Boston will make history tomorrow by electing its first female mayor, but voters won't post any kind of historically high turnout numbers according to campaign watchers and the state's top elections officer.

Secretary of the Commonwealth William Galvin expects 135,000 in-person and remote votes to be cast in the 2021 election, which would be down five percent from 2013's high point of 142,000 votes in former Mayor Marty Walsh's first win.

Galvin told reporters at his traditional election-eve press conference the true measure of the turnout will be determined by how excited voters are for the candidates, at-large City Councilors Annissa Essaibi George and Michelle Wu.

"I guess no one is terribly frightened by the prospect of either the finalists becoming mayor, or terribly excited," the secretary said. Galvin, a Brighton Democrat who's overseen the state's elections since 1995, said turnout will be up to the campaigns and whether supporters of candidates defeated in September's preliminary election will come out to support one of the finalists.

"I don't think the intensity is in this race as we've seen in some prior races," Galvin said.

Several election experts agree with Galvin that turnout in 2021 won't impress.

"There aren't any signs that I've seen that it's going to be a sudden explosion of turnout over what we saw in the prelim," said MassINC Polling Group president Steve Koczela, who's kept a close eye on the race.

Koczela noted that only around 108,000 votes were cast in the preliminary election in September, representing a downward trend that has continued since the prelim eight years ago.

"That was not a good sign for turnout in the sense that there are now 65,000 more voters in Boston than there were in 2013," Koczela said.

Koczela said if the city musters around 140,000 voters for tomorrow's election, it would nearly match the total number of votes cast in 2013, but would still be a downturn given Boston's population growth over that time.

"That would represent a smaller share of city voters than cast their ballots in 2013," Koczela said.
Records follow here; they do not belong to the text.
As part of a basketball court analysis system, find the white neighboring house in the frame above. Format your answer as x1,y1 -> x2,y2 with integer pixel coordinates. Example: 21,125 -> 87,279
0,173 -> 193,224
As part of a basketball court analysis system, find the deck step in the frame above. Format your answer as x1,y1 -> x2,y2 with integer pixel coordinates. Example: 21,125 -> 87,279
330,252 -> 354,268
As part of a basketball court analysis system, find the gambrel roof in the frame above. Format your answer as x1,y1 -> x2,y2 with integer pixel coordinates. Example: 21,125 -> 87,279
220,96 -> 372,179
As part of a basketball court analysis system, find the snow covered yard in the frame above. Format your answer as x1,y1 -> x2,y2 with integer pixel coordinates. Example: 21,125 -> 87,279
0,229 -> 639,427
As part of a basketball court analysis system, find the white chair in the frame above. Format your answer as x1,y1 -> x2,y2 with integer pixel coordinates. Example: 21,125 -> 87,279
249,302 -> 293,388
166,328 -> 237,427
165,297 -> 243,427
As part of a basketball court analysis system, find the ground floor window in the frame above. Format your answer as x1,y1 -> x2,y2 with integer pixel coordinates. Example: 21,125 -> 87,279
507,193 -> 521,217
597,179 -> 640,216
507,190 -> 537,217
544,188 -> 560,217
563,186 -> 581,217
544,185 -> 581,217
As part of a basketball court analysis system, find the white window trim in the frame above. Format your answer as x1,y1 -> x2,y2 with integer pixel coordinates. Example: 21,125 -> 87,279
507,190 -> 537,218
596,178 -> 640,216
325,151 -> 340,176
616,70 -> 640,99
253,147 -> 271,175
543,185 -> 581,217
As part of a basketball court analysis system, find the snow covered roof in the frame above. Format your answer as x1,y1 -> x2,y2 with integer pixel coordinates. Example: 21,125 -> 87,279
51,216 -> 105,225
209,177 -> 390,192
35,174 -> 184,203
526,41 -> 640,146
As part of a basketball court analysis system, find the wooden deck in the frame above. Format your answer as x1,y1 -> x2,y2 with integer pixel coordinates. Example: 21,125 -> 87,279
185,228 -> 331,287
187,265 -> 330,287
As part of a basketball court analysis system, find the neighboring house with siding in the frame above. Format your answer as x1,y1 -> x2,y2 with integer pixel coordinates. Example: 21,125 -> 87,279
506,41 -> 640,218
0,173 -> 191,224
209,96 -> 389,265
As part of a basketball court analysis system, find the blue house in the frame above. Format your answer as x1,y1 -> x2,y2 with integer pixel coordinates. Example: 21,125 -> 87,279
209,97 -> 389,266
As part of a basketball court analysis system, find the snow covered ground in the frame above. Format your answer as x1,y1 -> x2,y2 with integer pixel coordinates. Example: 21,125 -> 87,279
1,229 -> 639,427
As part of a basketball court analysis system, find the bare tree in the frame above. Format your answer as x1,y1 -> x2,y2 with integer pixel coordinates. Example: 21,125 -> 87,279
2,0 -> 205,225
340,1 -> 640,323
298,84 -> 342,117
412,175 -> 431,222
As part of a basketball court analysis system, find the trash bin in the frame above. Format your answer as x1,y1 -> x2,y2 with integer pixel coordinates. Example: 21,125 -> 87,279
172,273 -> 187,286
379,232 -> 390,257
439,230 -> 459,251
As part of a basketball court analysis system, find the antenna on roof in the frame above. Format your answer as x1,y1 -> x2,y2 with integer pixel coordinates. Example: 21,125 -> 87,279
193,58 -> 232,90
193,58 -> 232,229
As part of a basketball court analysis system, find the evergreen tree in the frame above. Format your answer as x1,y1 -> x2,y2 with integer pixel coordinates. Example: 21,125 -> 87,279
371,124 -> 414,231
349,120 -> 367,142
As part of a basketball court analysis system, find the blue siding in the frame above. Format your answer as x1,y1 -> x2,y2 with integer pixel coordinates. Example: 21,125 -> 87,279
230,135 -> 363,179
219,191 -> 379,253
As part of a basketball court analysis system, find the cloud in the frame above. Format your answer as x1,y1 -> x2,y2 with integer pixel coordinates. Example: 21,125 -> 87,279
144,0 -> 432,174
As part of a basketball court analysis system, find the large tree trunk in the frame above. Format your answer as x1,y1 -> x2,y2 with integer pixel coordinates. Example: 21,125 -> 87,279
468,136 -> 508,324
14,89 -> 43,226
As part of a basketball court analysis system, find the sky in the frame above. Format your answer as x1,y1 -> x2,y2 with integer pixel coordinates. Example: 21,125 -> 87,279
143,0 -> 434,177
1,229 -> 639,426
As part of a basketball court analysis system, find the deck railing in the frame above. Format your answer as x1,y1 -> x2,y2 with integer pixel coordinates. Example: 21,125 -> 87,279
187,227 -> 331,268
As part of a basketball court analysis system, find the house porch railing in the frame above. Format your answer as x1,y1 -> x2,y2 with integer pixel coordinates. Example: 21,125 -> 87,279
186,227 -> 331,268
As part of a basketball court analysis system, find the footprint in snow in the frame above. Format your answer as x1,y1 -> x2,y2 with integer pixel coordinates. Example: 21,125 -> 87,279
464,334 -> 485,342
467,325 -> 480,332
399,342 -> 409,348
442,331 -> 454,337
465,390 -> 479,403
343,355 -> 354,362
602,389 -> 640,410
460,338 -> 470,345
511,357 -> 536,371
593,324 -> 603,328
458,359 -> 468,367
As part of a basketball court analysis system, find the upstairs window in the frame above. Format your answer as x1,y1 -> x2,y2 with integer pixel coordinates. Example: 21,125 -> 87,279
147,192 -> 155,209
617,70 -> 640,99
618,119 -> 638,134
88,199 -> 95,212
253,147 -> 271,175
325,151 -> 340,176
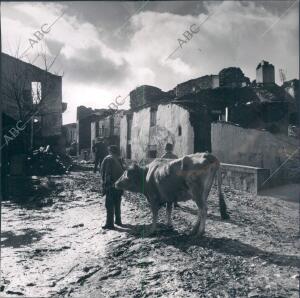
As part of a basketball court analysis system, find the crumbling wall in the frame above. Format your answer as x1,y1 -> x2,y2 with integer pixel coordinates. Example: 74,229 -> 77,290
131,108 -> 151,161
130,104 -> 194,161
91,112 -> 122,157
130,85 -> 165,109
256,61 -> 275,84
62,123 -> 77,146
2,53 -> 63,138
98,116 -> 111,137
90,121 -> 96,159
151,104 -> 194,157
284,79 -> 299,99
119,115 -> 128,159
113,113 -> 122,136
212,122 -> 299,184
219,67 -> 248,87
77,117 -> 92,154
39,76 -> 62,137
175,75 -> 219,98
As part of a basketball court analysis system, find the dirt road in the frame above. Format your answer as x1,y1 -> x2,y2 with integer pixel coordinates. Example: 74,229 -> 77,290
1,170 -> 299,297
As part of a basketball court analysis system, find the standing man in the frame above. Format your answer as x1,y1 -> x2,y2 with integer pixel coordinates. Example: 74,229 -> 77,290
161,143 -> 178,159
100,145 -> 125,229
93,138 -> 108,173
161,143 -> 180,208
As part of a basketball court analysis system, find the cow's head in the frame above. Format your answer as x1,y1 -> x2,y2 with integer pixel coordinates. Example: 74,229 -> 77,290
115,163 -> 145,193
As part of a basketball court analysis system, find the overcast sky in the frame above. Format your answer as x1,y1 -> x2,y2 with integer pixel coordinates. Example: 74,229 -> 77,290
2,1 -> 299,124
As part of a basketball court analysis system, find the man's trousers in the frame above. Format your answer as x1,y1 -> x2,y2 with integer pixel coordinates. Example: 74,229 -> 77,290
104,188 -> 123,226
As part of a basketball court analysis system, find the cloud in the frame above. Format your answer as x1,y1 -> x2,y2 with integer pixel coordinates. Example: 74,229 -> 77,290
2,1 -> 298,124
123,0 -> 298,88
59,46 -> 130,85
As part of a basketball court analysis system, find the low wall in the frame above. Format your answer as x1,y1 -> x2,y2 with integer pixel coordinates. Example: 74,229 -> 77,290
219,163 -> 270,194
212,122 -> 300,185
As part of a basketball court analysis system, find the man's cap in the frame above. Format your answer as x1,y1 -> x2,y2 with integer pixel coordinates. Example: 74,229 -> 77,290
165,143 -> 173,151
108,145 -> 119,154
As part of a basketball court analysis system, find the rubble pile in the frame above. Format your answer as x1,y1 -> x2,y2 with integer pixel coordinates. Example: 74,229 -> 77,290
27,146 -> 72,176
71,159 -> 94,172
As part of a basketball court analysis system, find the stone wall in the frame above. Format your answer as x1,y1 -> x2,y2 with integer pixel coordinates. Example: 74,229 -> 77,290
150,104 -> 194,158
127,103 -> 194,161
62,123 -> 77,146
77,117 -> 92,154
77,106 -> 108,155
129,85 -> 165,109
256,61 -> 275,84
212,122 -> 299,184
219,67 -> 248,87
284,79 -> 299,99
131,108 -> 151,160
2,53 -> 62,137
91,112 -> 122,156
219,163 -> 270,194
175,75 -> 219,98
119,115 -> 128,158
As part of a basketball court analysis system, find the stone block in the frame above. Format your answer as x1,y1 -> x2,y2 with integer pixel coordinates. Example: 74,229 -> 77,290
219,163 -> 270,194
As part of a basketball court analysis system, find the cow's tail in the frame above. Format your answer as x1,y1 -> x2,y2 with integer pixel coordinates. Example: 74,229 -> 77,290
217,167 -> 230,220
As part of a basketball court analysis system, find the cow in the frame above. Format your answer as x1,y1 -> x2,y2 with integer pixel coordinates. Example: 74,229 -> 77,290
115,152 -> 230,236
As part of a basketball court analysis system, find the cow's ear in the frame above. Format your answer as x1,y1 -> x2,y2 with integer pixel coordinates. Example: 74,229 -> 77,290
127,163 -> 137,177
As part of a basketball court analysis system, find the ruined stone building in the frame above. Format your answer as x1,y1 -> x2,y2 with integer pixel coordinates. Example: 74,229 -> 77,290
1,53 -> 66,196
256,60 -> 275,84
282,79 -> 299,137
76,105 -> 124,159
62,123 -> 77,147
1,53 -> 65,148
62,123 -> 78,156
219,67 -> 250,87
120,61 -> 298,163
90,110 -> 123,157
76,106 -> 107,158
120,102 -> 194,160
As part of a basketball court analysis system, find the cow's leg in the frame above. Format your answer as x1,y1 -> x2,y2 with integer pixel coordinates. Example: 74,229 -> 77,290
190,186 -> 204,236
190,189 -> 208,237
190,209 -> 201,235
166,202 -> 173,227
196,171 -> 216,236
197,197 -> 207,237
191,196 -> 206,236
149,205 -> 159,234
217,169 -> 230,219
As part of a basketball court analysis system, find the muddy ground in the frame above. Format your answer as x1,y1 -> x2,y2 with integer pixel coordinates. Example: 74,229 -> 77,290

Rivera Consulting president Wilnelia Rivera estimates the general election will attract about 20% more votes than the preliminary, or about 135,000 voters, the same total as Galvin's estimate.

"I don't think we should expect a large departure in the general than what we saw in the preliminary in terms of the sort of traditional turnout," Rivera said.
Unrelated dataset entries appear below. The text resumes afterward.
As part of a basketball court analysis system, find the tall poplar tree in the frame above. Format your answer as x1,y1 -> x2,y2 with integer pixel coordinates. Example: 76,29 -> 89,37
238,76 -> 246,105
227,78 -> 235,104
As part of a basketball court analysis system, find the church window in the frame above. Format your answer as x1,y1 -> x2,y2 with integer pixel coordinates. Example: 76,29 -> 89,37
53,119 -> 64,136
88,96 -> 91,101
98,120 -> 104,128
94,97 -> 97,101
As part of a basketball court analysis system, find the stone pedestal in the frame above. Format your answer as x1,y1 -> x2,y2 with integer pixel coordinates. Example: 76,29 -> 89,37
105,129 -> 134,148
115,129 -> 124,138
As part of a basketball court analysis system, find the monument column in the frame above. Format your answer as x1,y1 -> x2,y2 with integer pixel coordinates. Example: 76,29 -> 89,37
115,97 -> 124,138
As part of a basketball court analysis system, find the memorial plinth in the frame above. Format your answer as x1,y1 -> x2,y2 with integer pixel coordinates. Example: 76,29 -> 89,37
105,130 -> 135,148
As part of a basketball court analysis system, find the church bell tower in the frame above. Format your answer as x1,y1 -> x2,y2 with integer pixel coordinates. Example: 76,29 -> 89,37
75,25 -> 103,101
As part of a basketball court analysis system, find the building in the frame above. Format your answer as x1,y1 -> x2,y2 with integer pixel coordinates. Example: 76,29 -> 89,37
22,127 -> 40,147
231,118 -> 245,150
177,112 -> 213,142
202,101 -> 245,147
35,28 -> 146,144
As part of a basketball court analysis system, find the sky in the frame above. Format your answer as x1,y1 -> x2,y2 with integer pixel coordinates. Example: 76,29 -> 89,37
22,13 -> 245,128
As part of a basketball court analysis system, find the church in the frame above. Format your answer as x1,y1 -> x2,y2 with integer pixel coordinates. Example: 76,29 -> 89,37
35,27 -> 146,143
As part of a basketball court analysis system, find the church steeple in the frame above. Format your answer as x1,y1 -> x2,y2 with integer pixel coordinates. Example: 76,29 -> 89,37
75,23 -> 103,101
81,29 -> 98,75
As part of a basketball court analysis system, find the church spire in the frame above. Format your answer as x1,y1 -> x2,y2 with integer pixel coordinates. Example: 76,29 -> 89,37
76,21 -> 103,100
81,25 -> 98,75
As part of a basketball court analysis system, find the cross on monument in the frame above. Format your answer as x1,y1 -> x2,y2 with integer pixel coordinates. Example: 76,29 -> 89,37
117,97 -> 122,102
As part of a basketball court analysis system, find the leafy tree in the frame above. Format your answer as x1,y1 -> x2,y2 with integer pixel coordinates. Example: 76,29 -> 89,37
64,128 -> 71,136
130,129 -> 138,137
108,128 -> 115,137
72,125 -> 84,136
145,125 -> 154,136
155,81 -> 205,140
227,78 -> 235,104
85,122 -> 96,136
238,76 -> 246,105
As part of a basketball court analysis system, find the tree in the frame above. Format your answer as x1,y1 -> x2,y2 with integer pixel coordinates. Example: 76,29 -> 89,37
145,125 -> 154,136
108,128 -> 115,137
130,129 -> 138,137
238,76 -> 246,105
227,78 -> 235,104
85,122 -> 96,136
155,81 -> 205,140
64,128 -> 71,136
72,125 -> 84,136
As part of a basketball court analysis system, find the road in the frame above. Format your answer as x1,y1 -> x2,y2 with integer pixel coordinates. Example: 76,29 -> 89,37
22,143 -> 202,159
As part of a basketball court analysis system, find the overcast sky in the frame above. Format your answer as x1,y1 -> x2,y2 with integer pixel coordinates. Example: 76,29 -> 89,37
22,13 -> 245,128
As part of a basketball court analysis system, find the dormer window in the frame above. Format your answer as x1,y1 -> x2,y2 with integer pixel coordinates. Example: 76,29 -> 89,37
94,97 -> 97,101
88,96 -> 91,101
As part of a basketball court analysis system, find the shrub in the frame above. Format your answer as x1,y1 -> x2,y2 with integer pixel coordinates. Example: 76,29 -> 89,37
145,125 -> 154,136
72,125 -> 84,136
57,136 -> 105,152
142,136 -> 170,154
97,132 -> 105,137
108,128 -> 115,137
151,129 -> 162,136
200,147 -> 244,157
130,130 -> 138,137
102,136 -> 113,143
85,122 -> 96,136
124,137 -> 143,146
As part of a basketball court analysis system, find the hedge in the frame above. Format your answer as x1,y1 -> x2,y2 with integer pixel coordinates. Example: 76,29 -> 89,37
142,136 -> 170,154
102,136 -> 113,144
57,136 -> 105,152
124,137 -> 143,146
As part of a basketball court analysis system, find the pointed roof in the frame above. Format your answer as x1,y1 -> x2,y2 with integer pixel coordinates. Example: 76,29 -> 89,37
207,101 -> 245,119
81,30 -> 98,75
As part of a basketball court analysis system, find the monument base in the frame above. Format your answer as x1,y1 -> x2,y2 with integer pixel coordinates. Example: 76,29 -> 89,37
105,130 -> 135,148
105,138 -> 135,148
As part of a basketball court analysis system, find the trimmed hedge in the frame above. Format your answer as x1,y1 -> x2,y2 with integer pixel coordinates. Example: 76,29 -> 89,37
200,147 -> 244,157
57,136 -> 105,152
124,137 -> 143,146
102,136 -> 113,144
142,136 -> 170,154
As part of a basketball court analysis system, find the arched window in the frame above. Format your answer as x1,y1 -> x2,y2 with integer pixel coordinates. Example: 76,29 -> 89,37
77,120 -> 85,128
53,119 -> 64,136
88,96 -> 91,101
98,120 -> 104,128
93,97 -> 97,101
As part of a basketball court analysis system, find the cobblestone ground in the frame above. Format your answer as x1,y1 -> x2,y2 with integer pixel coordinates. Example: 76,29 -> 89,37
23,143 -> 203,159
Rivera pointed out that since more than 44% of the voters from the preliminary supported a candidate other than Wu or Essaibi George, the voters to watch are the ones looking to pick between the two finalists as well as the roughly 25,000 voters who skipped the prelim.

Boston Ward 4 Democratic Party Chair Jonathan Cohn, who is supporting Wu, watched how Essaibi George performed well in the preliminary and helped defeat acting Mayor Kim Janey with support from traditionally high-turnout precincts.
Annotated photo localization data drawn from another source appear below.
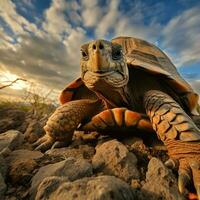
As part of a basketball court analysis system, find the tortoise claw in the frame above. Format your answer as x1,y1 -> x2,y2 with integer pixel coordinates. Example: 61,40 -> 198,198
178,172 -> 190,195
51,141 -> 70,149
34,136 -> 54,152
190,162 -> 200,200
35,140 -> 54,152
32,132 -> 73,152
32,135 -> 47,149
175,159 -> 200,199
32,135 -> 55,152
165,158 -> 179,169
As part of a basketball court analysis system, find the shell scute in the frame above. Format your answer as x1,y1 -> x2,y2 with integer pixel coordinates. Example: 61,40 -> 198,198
112,36 -> 199,114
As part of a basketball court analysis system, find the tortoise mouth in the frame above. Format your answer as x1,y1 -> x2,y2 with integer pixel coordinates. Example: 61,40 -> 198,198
82,69 -> 129,89
86,70 -> 115,77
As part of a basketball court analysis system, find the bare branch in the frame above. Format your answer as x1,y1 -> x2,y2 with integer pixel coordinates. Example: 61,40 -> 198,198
0,78 -> 27,90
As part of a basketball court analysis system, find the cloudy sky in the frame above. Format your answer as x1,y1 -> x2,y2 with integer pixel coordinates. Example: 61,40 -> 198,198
0,0 -> 200,102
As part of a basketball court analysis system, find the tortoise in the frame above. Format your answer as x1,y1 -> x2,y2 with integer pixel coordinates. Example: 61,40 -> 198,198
33,36 -> 200,198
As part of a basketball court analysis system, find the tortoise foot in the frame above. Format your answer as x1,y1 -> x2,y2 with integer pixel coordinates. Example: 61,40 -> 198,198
32,135 -> 54,152
32,99 -> 96,152
32,120 -> 73,152
177,158 -> 200,200
165,139 -> 200,200
32,134 -> 72,152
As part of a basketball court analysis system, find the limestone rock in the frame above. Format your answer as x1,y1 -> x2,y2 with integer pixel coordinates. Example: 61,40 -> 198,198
24,120 -> 45,143
35,176 -> 68,200
92,139 -> 139,182
0,108 -> 25,132
0,130 -> 24,152
121,136 -> 144,148
0,173 -> 6,198
142,157 -> 184,200
46,144 -> 95,160
6,149 -> 44,185
0,147 -> 12,157
0,155 -> 7,178
31,157 -> 93,199
74,131 -> 100,142
35,175 -> 137,200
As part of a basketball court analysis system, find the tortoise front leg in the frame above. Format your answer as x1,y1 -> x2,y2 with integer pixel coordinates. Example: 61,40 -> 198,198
144,90 -> 200,199
81,108 -> 153,133
33,99 -> 103,152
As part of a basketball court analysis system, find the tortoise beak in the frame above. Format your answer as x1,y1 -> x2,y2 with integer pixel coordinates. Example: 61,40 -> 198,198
89,40 -> 110,73
93,51 -> 102,72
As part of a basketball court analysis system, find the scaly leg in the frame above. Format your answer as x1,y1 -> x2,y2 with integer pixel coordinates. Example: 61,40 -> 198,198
81,108 -> 153,133
144,90 -> 200,199
32,99 -> 103,152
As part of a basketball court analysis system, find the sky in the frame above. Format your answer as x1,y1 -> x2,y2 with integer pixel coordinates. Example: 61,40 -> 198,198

"Annissa and Kim both often won big where they won and lost terribly where they lost, but places where Annissa won big were big turnout areas and the parts where Kim won big weren't," Cohn said.

But Cohn doesn't know if Essaibi George's dependable base will be enough to overtake Wu in the general.

"Considering that some of the high turnout areas like in Neponset that were for Annissa in the prelim had such high turnout to begin with, there's not as much room for turnout growth there," Cohn said.